CPRE Sussex is warning that the Government’s new planning rules (NPPF) published on 24 July 2018, will make it more difficult than ever to protect some of Sussex’s most beautiful countryside.

CPRE Sussex says rural Sussex is now facing an unprecedented threat due to a mistaken belief by the government that local councils are to blame for the housing shortage. In reality, says the Campaign, slow ‘build-out rates’ are at the root of the shortage. CPRE Sussex is now warning that the new revised National Planning Policy Framework (NPPF) will not address the lack of affordable housing and will cause irreparable damage to the Sussex landscape.

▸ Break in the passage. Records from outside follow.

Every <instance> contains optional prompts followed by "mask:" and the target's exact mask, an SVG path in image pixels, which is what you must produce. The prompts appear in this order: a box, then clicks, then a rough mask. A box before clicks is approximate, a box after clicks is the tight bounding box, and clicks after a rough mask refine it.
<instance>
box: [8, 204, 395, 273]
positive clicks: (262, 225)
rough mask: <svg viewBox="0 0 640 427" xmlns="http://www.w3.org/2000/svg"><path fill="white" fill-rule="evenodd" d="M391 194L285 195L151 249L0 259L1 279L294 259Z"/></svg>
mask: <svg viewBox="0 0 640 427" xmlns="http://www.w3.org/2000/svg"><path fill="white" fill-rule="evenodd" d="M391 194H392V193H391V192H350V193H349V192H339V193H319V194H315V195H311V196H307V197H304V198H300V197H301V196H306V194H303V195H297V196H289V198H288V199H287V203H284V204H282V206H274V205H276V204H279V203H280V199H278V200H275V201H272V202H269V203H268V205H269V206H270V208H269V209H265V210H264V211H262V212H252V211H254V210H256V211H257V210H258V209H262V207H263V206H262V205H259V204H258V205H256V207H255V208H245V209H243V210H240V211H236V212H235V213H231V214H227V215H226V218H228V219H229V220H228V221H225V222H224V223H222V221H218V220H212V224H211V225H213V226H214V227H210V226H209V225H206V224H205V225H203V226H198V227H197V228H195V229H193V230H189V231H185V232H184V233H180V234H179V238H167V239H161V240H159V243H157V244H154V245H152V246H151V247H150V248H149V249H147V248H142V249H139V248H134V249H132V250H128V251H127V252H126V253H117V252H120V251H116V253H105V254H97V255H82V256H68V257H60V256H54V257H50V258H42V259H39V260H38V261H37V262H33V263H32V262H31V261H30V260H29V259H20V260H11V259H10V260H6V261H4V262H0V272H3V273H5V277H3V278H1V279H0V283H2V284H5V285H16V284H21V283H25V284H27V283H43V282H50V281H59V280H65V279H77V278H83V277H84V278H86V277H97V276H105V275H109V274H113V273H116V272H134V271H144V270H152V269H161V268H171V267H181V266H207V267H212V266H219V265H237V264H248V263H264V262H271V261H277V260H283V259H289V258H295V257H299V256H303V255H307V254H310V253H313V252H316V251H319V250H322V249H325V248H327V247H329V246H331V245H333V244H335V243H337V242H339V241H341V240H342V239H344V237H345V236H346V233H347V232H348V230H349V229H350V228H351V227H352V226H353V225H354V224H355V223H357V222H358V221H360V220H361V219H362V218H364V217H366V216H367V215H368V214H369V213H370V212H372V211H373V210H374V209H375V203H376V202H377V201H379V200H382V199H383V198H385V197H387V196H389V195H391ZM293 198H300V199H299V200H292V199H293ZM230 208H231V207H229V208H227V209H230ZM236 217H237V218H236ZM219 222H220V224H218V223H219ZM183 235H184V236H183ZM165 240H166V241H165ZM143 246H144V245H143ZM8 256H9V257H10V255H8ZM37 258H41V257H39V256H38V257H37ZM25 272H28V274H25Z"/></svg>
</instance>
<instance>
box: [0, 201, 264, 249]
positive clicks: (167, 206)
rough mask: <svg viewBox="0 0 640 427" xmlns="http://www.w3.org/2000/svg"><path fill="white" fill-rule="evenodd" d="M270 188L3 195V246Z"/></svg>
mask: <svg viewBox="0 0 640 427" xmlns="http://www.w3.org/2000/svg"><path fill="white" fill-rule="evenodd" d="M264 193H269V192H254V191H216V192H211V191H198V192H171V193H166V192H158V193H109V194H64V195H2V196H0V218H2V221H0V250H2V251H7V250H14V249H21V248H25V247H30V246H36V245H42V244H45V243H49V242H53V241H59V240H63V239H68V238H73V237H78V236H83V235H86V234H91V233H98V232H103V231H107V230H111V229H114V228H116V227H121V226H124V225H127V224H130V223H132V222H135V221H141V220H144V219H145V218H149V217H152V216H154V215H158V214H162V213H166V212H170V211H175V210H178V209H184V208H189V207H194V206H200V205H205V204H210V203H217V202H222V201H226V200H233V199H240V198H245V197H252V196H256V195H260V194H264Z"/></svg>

Under the new guidelines councils are in danger of losing control over local planning if they fail to pass a ‘housing delivery test’. The number of houses they have to deliver to pass this test is based on a new standard method for assessing housing need which would force many Sussex councils to set unattainably high targets either immediately or in the near future.

In November, Horsham Council described the method – known as ‘Standardised Methodology’- as “the perfect storm”. Under the rules the district, which is reviewing its Plan this year, faces an immediate 40% increase in its housing targets.

“The new housing delivery test will force councils to keep allocating more green field sites when developers do not build homes quickly enough,” warns CPRE Sussex Director, Kia Trainor. “It will put our countryside at risk and leave local communities frustrated and angry.”

“The Government’s misdirected new guidelines are indicative of the extent to which developers are able to influence planning policies,” says CPRE Sussex Trustee, Dr Roger Smith. “Council’s continue to be blamed when developers under-deliver against targets, and the ‘presumption in favour’ is invoked to enable these same developers to impose development on communities. “This tilted balance is wrong for our communities, for people needing affordable homes and for the natural environment and our wildlife”. CPRE Sussex is concerned that the new NPPF gives too much control to developers – failing to curb speculative development in the countryside, slow build rates and the problem of empty and underused homes. The campaign is also warning that the new planning rules contain a loophole which could soon spell the end for many of the county’s hard worked Neighbourhood Plans.

“Rather than delivering ‘what communities want’ as the Minister for Housing and communities, Mr Brokenshire claims” says Dr Smith, “the new planning rules will result in many neighbourhood plans becoming out of date within two years.

“Without an up to date Neighbourhood Plan local communities will have no control whatsoever over the location and type of development – the wishes of local people will count for nothing. Their needs and wishes will be ignored and irreplaceable countryside will be lost to the benefit of fat cat developers”.